Si seulement nous y étions attentifs lorsque ces expériences se produisent, nous pourrions aussitôt dire : « Cela signifie que Dieu va agir. Quelque chose se prépare pour Dieu ! » Mais la chose est si terrible qu'on a plutôt l'impression d'une fin que d'un commencement. Or, chaque fois que Dieu s'apprête à accomplir quelque chose de nouveau en lien avec Son témoignage, l'adversaire l'anticipe en lançant de nouvelles attaques par la mort, la mort spirituelle, agissant dans notre esprit, parfois dans notre corps, autour de nous, sur nous. Mais cela annonce un renforcement intérieur du témoignage, son affermissement encore plus profond, car telle est la voie de Dieu : par la mort, dans la puissance infinie de la résurrection, pour que Son témoignage devienne une réalité établie.

« Il a établi le Fils de Dieu avec puissance » (je vais volontairement omettre la suite pour le moment) « par la résurrection des morts ». C’est ce qui se produit pour vous et pour moi sous la main de Dieu : établis, établis par la résurrection qui survient après ces expériences de mort qui nous atteignent, non par accident, non par hasard, mais sous le regard et la main souverains du Seigneur. Mais si cela est fortuit, alors quelque chose se produit bel et bien. C’est pourquoi j’ai omis cette partie. Maintenant, mettons cette partie en parallèle avec une autre déclaration de la femme. Lorsque le fils mourut, elle se tourna vers le prophète et dit : « Qu’y a-t-il entre moi et toi, homme de Dieu ? Es-tu venu jusqu’à moi pour me souvenir de mon péché et pour faire mourir mon fils ?» J’ignore à quoi elle faisait allusion et il ne nous appartient pas de soupçonner ou de juger. Y avait-il un péché en rapport avec ce fils ? Nous l’ignorons, nous n’y reviendrons pas. Mais le péché devint alors un enjeu.

Or, « Il a établi le Fils de Dieu avec puissance, selon l'Esprit de sainteté ». Comprenez-vous ? La résurrection signifie que quelque chose a été réglé et effacé par la mort, une certaine impureté, quelque chose qui était présent et qui constituait un fondement de mort. Dieu ne juge plus pour la mort, il juge pour la vie. Il s'attaque au fondement même sur lequel la mort a pris l'ascendant et détruit la mort en lui ôtant son fondement. C'est ce qu'Il fait en nous. Il ne s'agit pas simplement d'une expérience de mort. Dieu agit pour rendre la vie triomphante et plus accessible en éliminant, en réglant, un fondement de mort, une certaine impureté.

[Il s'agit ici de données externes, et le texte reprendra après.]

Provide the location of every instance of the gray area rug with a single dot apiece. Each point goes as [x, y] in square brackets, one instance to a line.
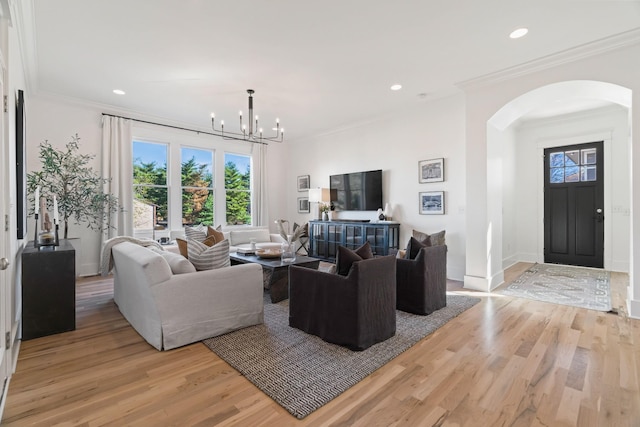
[561, 284]
[300, 371]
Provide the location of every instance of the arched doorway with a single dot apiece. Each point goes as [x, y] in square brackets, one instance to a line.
[501, 134]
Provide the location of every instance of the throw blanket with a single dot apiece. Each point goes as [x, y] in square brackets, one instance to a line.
[106, 263]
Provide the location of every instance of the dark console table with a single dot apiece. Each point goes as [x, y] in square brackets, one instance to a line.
[48, 290]
[326, 236]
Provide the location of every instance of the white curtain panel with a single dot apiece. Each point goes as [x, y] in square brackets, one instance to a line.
[261, 206]
[117, 167]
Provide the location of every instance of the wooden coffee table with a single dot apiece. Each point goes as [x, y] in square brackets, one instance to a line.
[275, 272]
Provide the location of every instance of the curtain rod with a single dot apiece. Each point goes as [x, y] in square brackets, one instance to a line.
[174, 127]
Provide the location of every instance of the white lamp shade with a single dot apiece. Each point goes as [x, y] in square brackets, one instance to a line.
[317, 195]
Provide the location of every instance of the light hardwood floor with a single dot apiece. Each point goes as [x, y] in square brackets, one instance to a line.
[504, 362]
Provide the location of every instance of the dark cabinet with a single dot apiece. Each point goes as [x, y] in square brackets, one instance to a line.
[48, 290]
[326, 236]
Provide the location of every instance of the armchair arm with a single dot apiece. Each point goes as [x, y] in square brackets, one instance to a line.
[422, 282]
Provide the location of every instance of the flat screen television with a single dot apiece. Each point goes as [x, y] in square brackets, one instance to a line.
[357, 191]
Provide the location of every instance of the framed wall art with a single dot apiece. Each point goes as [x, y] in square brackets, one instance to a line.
[431, 170]
[303, 183]
[303, 205]
[432, 203]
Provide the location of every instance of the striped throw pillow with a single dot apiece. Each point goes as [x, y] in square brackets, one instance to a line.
[195, 233]
[205, 257]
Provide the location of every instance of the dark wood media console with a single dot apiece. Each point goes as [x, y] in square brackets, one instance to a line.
[326, 236]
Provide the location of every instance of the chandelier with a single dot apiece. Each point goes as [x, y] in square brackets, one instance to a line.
[251, 134]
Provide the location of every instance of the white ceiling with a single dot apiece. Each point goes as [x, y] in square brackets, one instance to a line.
[318, 66]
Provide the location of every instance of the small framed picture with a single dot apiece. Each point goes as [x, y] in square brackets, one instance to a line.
[432, 203]
[303, 183]
[303, 205]
[431, 170]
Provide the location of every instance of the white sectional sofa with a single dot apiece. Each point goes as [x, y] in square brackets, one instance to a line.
[171, 310]
[241, 237]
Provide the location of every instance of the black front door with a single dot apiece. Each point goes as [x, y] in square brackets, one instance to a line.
[574, 205]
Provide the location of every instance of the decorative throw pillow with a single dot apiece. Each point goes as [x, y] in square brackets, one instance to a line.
[345, 257]
[435, 239]
[195, 233]
[413, 248]
[216, 233]
[182, 247]
[205, 257]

Je le dis incidemment, mais voilà : «selon l'Esprit de sainteté».

Le Seigneur Jésus-Christ n'aurait jamais pu ressusciter d'entre les morts sans l'Esprit de sainteté, c'est-à-dire si le péché n'avait pas été pleinement et définitivement réglé et effacé par Sa mort. La résurrection du Seigneur Jésus est toujours la grande déclaration de Dieu à l'univers : le péché est vaincu. Il ne ramènera jamais à la vie un homme en qui le péché persiste. Il en a fini avec l'homme pécheur, et s'Il a porté nos péchés, Sa mort les a tous effacés, et Sa résurrection déclare que le péché est vaincu en cet Homme. Si le témoignage de Jésus doit agir en nous jusqu'à la résurrection, alors nous devons avoir réglé ce qui, dans nos cœurs et dans nos vies, donne prise à la mort. Or, Dieu œuvre en cela. Ce n'est pas un jugement, c'est un effet secondaire de Sa bonté.

Mais ce qu'Il désire avant tout, c'est que Son témoignage soit ratifié, confirmé, établi intérieurement. Le témoignage de Dieu en Christ est le témoignage de la Vie qui triomphe toujours de la mort, sur laquelle la mort n'a aucun pouvoir.